Not these two. In turn, each would move in closer to Misty, tempting him, provoking him to attack; if he moved, off the bird would fly, and the partner would immediately take over, distracting his attention, teasing and provoking him too.

The message seemed clear. ‘You want to catch those fat lazy pigeons? Go right ahead. They’re easy game. You want to catch us? You’d better learn some new tricks. You’re nothing like quick enough or cunning enough.’

Why were they behaving that way? It seemed extraordinary to court such danger.

We found out the answer at the weekend when we were woken at 5:00 in the morning by a pandemonium of cawing from across the road. One of the crows’ fledglings was on the ground. It was out of its nest far too soon and couldn’t begin to fly. Easy prey for a powerful cat undeterred by any sense of compassion.

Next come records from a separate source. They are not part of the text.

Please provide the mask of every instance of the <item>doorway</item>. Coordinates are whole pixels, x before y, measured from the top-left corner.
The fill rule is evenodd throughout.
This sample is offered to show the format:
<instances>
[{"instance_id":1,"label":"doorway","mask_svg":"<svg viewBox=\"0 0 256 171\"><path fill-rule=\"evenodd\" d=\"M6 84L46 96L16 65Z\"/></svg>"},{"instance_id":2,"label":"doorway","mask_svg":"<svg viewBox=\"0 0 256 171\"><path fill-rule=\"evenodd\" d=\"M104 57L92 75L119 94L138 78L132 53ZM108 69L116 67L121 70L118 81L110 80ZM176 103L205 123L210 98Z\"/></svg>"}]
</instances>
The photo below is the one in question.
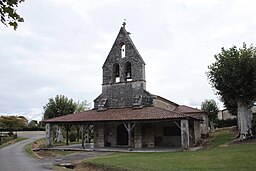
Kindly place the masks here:
<instances>
[{"instance_id":1,"label":"doorway","mask_svg":"<svg viewBox=\"0 0 256 171\"><path fill-rule=\"evenodd\" d=\"M123 124L117 126L117 145L128 145L128 131Z\"/></svg>"}]
</instances>

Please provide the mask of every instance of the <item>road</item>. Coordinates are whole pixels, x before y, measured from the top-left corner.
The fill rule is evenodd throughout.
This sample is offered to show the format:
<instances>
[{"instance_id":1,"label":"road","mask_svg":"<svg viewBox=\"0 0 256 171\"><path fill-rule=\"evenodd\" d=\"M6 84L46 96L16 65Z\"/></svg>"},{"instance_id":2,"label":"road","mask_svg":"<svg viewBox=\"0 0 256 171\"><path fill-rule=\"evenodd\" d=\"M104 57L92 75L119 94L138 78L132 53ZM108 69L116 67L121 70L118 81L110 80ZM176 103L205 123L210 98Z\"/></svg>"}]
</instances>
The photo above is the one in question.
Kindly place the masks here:
<instances>
[{"instance_id":1,"label":"road","mask_svg":"<svg viewBox=\"0 0 256 171\"><path fill-rule=\"evenodd\" d=\"M25 146L35 139L45 136L44 132L22 132L18 136L29 139L0 149L0 171L49 171L50 163L29 157Z\"/></svg>"}]
</instances>

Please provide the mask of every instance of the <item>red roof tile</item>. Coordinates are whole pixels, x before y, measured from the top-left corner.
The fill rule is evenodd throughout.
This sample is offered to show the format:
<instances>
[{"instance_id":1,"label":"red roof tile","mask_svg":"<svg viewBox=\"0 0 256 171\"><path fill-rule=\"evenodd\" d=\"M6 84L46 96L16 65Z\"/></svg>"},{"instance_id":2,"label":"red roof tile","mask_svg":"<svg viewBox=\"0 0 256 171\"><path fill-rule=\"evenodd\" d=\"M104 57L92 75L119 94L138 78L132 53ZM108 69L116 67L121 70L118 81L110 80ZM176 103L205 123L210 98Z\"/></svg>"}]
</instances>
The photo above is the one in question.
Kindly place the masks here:
<instances>
[{"instance_id":1,"label":"red roof tile","mask_svg":"<svg viewBox=\"0 0 256 171\"><path fill-rule=\"evenodd\" d=\"M204 111L196 109L196 108L192 108L189 106L185 106L185 105L180 105L178 107L176 107L174 109L175 112L178 113L183 113L183 114L188 114L188 113L204 113Z\"/></svg>"},{"instance_id":2,"label":"red roof tile","mask_svg":"<svg viewBox=\"0 0 256 171\"><path fill-rule=\"evenodd\" d=\"M82 113L70 114L45 120L45 123L57 122L99 122L99 121L141 121L188 118L188 115L156 107L141 109L121 108L105 111L88 110Z\"/></svg>"}]
</instances>

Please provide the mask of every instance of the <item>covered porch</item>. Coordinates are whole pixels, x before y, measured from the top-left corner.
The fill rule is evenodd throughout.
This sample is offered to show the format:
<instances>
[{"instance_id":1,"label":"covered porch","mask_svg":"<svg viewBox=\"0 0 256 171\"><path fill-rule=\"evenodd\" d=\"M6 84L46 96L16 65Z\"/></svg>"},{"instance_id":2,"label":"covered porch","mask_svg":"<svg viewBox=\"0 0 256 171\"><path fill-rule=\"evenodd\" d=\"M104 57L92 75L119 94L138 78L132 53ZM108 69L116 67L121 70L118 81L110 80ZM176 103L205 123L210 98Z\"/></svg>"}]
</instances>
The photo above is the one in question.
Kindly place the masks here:
<instances>
[{"instance_id":1,"label":"covered porch","mask_svg":"<svg viewBox=\"0 0 256 171\"><path fill-rule=\"evenodd\" d=\"M54 125L78 125L81 148L93 132L93 148L182 148L200 140L200 121L155 107L91 110L45 121L47 145L53 145ZM89 131L90 125L93 130Z\"/></svg>"}]
</instances>

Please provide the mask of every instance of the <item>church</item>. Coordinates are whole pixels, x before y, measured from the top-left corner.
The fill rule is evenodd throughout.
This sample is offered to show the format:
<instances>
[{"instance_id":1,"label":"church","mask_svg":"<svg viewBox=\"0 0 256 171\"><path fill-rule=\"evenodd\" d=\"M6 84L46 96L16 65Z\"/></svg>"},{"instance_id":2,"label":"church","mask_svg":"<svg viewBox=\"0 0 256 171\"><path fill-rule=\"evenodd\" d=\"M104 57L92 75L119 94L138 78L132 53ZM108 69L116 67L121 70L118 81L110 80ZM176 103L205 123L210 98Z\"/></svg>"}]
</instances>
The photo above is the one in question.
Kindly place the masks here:
<instances>
[{"instance_id":1,"label":"church","mask_svg":"<svg viewBox=\"0 0 256 171\"><path fill-rule=\"evenodd\" d=\"M145 62L123 23L103 64L102 93L94 108L45 120L47 145L53 125L80 125L82 147L89 125L94 148L173 148L196 146L208 134L208 115L146 90Z\"/></svg>"}]
</instances>

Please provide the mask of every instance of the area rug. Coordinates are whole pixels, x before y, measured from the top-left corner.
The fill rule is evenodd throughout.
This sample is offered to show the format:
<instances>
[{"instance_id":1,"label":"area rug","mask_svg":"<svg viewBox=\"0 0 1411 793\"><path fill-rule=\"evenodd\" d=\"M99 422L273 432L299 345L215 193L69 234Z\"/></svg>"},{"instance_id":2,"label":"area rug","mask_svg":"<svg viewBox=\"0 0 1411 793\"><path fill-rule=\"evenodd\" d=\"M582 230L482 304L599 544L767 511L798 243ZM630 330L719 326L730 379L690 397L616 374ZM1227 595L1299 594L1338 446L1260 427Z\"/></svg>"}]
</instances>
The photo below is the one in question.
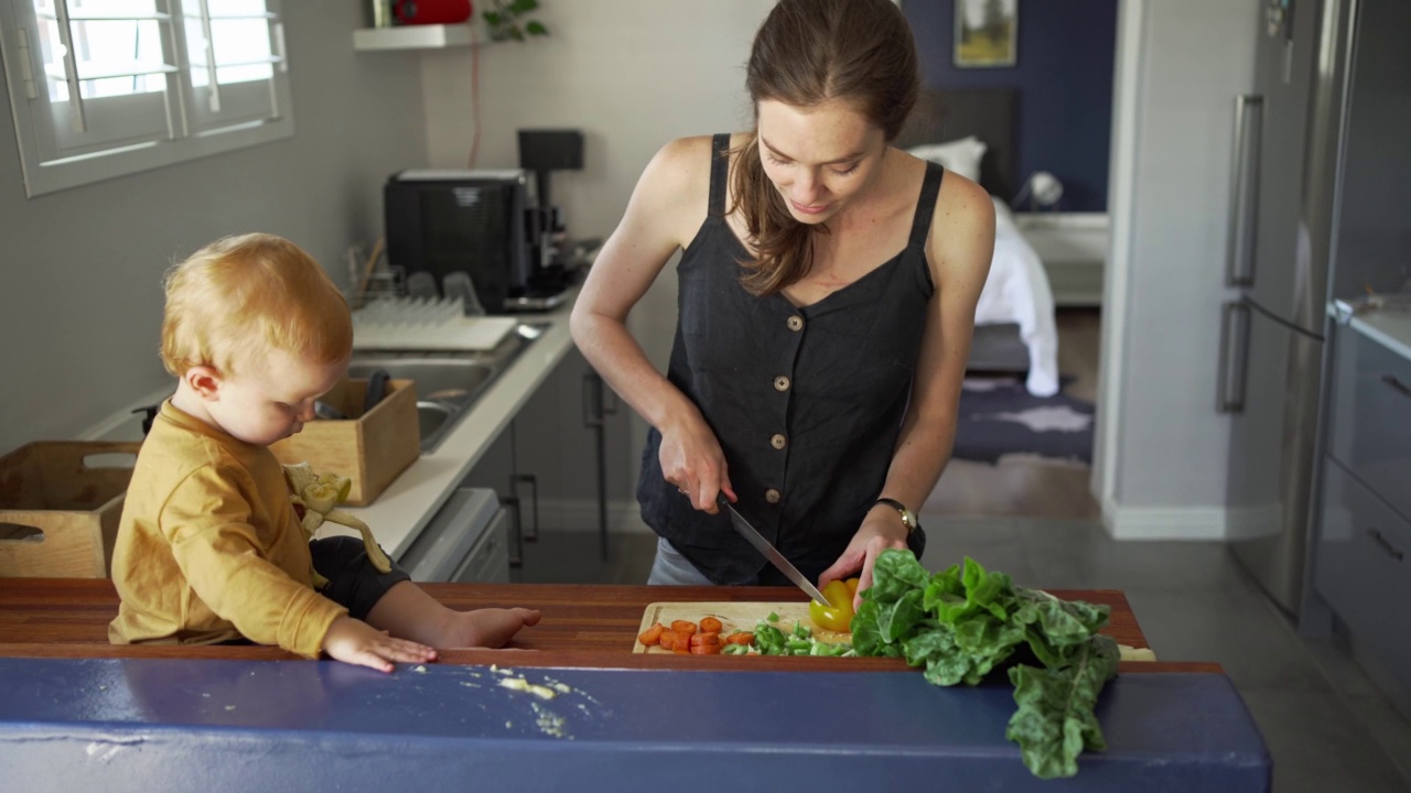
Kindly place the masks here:
<instances>
[{"instance_id":1,"label":"area rug","mask_svg":"<svg viewBox=\"0 0 1411 793\"><path fill-rule=\"evenodd\" d=\"M1062 391L1034 396L1020 378L967 377L951 456L991 464L1007 454L1092 464L1092 405Z\"/></svg>"}]
</instances>

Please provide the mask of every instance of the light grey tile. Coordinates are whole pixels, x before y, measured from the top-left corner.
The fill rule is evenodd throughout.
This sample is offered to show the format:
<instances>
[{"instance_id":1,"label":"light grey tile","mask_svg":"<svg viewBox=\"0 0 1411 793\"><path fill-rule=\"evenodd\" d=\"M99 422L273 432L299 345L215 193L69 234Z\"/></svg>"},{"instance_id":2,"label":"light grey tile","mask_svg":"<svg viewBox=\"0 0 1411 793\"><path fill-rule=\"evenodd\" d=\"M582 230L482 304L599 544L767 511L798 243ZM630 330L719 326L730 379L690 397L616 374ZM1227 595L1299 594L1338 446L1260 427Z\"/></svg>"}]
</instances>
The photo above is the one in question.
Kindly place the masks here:
<instances>
[{"instance_id":1,"label":"light grey tile","mask_svg":"<svg viewBox=\"0 0 1411 793\"><path fill-rule=\"evenodd\" d=\"M1005 518L919 518L926 528L926 552L921 566L938 573L959 564L967 556L986 570L1007 573L1016 583L1031 586L1033 567L1024 550L1019 526Z\"/></svg>"},{"instance_id":2,"label":"light grey tile","mask_svg":"<svg viewBox=\"0 0 1411 793\"><path fill-rule=\"evenodd\" d=\"M1253 593L1123 590L1161 660L1213 660L1240 690L1331 691L1292 628Z\"/></svg>"},{"instance_id":3,"label":"light grey tile","mask_svg":"<svg viewBox=\"0 0 1411 793\"><path fill-rule=\"evenodd\" d=\"M1026 525L1024 546L1047 586L1249 590L1247 576L1218 542L1115 540L1101 526Z\"/></svg>"},{"instance_id":4,"label":"light grey tile","mask_svg":"<svg viewBox=\"0 0 1411 793\"><path fill-rule=\"evenodd\" d=\"M1408 780L1332 693L1240 690L1274 761L1274 793L1407 793Z\"/></svg>"}]
</instances>

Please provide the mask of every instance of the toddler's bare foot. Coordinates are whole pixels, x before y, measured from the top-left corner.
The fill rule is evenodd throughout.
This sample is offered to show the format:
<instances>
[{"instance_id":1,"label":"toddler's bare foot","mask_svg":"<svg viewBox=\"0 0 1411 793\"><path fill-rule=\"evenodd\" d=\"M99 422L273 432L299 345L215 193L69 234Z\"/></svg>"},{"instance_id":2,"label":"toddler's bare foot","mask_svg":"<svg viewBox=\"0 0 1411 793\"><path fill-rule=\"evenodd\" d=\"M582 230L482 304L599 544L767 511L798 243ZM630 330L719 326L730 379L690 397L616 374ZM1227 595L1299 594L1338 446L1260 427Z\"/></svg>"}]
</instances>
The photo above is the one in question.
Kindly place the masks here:
<instances>
[{"instance_id":1,"label":"toddler's bare foot","mask_svg":"<svg viewBox=\"0 0 1411 793\"><path fill-rule=\"evenodd\" d=\"M502 648L521 628L536 625L533 608L478 608L453 611L447 619L443 648Z\"/></svg>"}]
</instances>

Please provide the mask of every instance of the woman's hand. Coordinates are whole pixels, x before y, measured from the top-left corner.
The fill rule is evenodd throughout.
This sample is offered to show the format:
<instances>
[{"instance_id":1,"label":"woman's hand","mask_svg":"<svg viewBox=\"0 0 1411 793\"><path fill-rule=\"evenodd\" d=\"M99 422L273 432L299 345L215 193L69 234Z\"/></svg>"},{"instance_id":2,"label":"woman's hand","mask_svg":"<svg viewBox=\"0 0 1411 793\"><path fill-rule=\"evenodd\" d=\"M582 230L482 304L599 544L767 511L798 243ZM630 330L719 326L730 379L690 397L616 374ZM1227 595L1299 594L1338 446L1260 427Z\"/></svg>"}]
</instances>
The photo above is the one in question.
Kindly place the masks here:
<instances>
[{"instance_id":1,"label":"woman's hand","mask_svg":"<svg viewBox=\"0 0 1411 793\"><path fill-rule=\"evenodd\" d=\"M714 515L715 494L724 492L735 501L735 490L725 471L725 452L710 425L694 409L690 415L660 428L659 460L666 481L690 498L691 507Z\"/></svg>"},{"instance_id":2,"label":"woman's hand","mask_svg":"<svg viewBox=\"0 0 1411 793\"><path fill-rule=\"evenodd\" d=\"M831 567L818 576L818 587L828 586L828 581L847 579L858 573L858 591L852 595L854 611L862 605L862 593L872 588L872 564L878 556L889 547L906 547L906 525L902 515L886 505L873 507L862 518L858 533L852 535L852 542L842 552L842 556Z\"/></svg>"}]
</instances>

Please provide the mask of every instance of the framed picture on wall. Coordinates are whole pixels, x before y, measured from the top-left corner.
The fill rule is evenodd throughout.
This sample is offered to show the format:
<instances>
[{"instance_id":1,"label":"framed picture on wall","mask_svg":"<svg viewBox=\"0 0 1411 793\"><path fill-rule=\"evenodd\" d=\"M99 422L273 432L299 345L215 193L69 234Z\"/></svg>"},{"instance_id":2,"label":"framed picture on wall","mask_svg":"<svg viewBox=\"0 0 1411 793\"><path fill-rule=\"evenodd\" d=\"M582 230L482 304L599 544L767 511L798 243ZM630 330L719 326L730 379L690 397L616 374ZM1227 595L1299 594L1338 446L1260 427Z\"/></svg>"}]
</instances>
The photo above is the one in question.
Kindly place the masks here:
<instances>
[{"instance_id":1,"label":"framed picture on wall","mask_svg":"<svg viewBox=\"0 0 1411 793\"><path fill-rule=\"evenodd\" d=\"M1019 59L1019 0L955 0L955 65L1013 66Z\"/></svg>"}]
</instances>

That’s Misty through and through. He’s one of the biggest cats I know, in his prime, quick and strong. Neighbours of ours have complained to us that he’s an exceptionally vicious cat and that we ought to do something about him. I’m not sure what I could actually do – I’ve tried reasoning – ‘help yourself to the pigeons, carriers of disease as they are and more than plentiful enough, but please draw the line at blackbirds’ – but does he listen? I might as well be talking to myself.
Ruthless predator
Inevitably, in that fateful dawn, he’d caught the crow fledgling and caused all the commotion.

Danielle rushed out to try to save the bird, but she needn’t have bothered. The wildly cawing parents had set about Misty with resolution and single-mindedness that fully matched his. Pecking and clawing at him, they quickly showed him the error of his ways.

So clearly in their garage roof dance they had been giving him a warning and a chance. ‘Fancy our young, do you?’ they had been saying. ‘Think again, sonny, think again. You may be biting off more than you can chew.’

It didn’t take Danielle’s intervention to get him drop the young bird, the parents had seen to that. The fledgling was apparently unhurt, though presumably shaken by his brush with death. And Misty’s lesson seems, at least for now, to have sunk in.

A morsel not on his menu today
The next morning there was cawing from across the road again, but in a much more restrained way. When I got downstairs, Misty was outside the door, keen to get inside. The crows had seen him and their cawing was just a further warning, to remind him of his lesson.

He was beating a hasty retreat, thoroughly cowed. Or perhaps thoroughly cawed.